Boxers fire up in rugged bout

The 2nd/14th Light Horse Regiment (Queensland Mounted Infantry) recently pushed their Boxer combat reconnaissance vehicles (CRV) to the limit and live-fired the 30mm main turrets.

CAPTION: Soldiers from the 2nd/14th Light Horse Regiment (Queensland Mounted Infantry) conduct a live-fire training serial with an Australian Army Boxer Combat Reconnaissance Vehicle at Townsville Field Training Area, Queensland. Story by Captain Taylor Lynch.
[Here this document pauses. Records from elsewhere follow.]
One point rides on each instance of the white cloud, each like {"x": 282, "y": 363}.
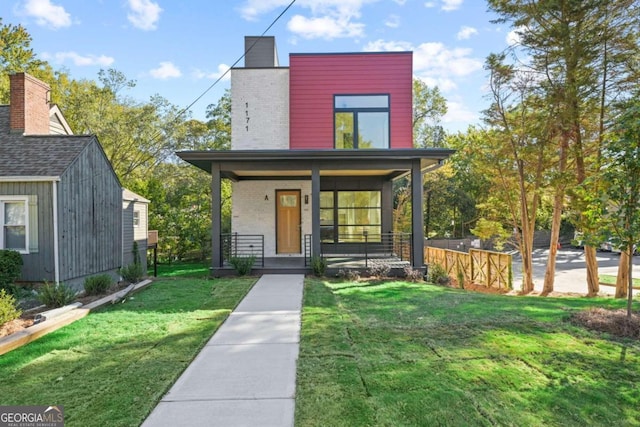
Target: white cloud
{"x": 252, "y": 9}
{"x": 459, "y": 113}
{"x": 466, "y": 32}
{"x": 436, "y": 59}
{"x": 144, "y": 14}
{"x": 387, "y": 46}
{"x": 222, "y": 68}
{"x": 327, "y": 19}
{"x": 325, "y": 27}
{"x": 83, "y": 60}
{"x": 47, "y": 14}
{"x": 166, "y": 70}
{"x": 449, "y": 5}
{"x": 433, "y": 62}
{"x": 444, "y": 84}
{"x": 393, "y": 21}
Photo by Corporal Nicole Dorrett.

The training was held in the Townsville Field Training Area, with the personnel honing their skills with the vehicle through rugged terrain, and fighting a notional enemy across the landscape.

Having completed their transition training from the Australian Light Armoured Vehicle (ASLAV), this was the first activity where Boxer crews could fully test what they had learned, exercising a combination of old and new armoured fighting vehicle tactics.
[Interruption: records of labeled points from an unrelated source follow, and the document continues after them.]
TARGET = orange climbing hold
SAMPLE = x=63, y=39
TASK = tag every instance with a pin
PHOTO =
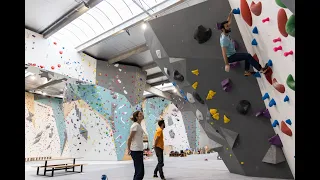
x=285, y=129
x=245, y=12
x=279, y=87
x=256, y=8
x=282, y=21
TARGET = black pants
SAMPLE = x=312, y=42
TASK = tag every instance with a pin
x=249, y=60
x=137, y=157
x=159, y=153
Officer Commanding A Squadron Major Dan Solomon outlined the training the squadron had been conducting in the field, and how much they had achieved in a short period.

“The training has allowed drivers to conduct a variety of tactical tasks, allowing soldiers to start understanding the full capability of the vehicle, pushing it to its limits, testing it in a rugged environment, and developing valuable experience and knowledge of the platform,” Major Solomon said.
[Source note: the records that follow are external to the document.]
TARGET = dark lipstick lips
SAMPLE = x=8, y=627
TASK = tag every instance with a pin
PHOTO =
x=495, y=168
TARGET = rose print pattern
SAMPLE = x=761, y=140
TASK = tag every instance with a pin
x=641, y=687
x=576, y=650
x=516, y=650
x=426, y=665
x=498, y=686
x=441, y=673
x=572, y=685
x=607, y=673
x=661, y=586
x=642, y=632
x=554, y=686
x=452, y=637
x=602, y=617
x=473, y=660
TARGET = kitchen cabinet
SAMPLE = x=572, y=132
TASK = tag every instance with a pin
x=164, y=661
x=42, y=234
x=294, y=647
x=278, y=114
“The progression of our training has been quite rapid.

“The soldiers have responded well and managed to transition from the ASLAV over the past 12 months through their conversion courses.

“We used the vehicles over a mixture of open and complex terrain, allowing the soldiers to throw the vehicle around, understand how safe and capable it is, letting them practise their camouflage, concealment and vehicle craft.”

Major Solomon also outlined the Boxer CRV’s enhanced armoured fighting vehicle capability when compared to existing and previous in-service platforms.

“The Boxer CRV is far more capable, protected, lethal and enabled,” he said.

“The armoured protection is better, the cross-country mobility is greater, and the turret, main gun and optic systems are also much more advanced.

“With the increased range of the gun and greater optics package in the turret, the lethality is far greater.

“It allows us to achieve greater standoff [distance] from our targets.”

Trooper Michael O’Brien has spent the past few months completing his ASLAV conversion courses and is now part of a Boxer CRV crew and explained how impressed he was with the new platform.

“What I love about the Boxer is the digital capability it provides,” Trooper O’Brien said.

“That gives the ability for the gunner to scan his sector while the crew commander scans a completely different sector, identifying targets by slewing onto new enemies for the gunner to engage.

“The crew commander can use the hunter-killer system to find more targets, allowing the gunner to re-engage, then re-engage again.

“The digital systems give the Boxer crew far greater situational awareness.”

Major Solomon said he was grateful for the opportunity to train with the Boxer CRV as it entered service with the Army.

“It’s very exciting to be part of this. The Boxer CRV is on its way to being one of the greatest armoured fighting vehicles in the world,” he said.

“It’s a privilege to be part of the journey of the Boxer’s introduction into service.

“It shows that the Australian Army is at the forward edge of armoured fighting vehicle technology around the world.”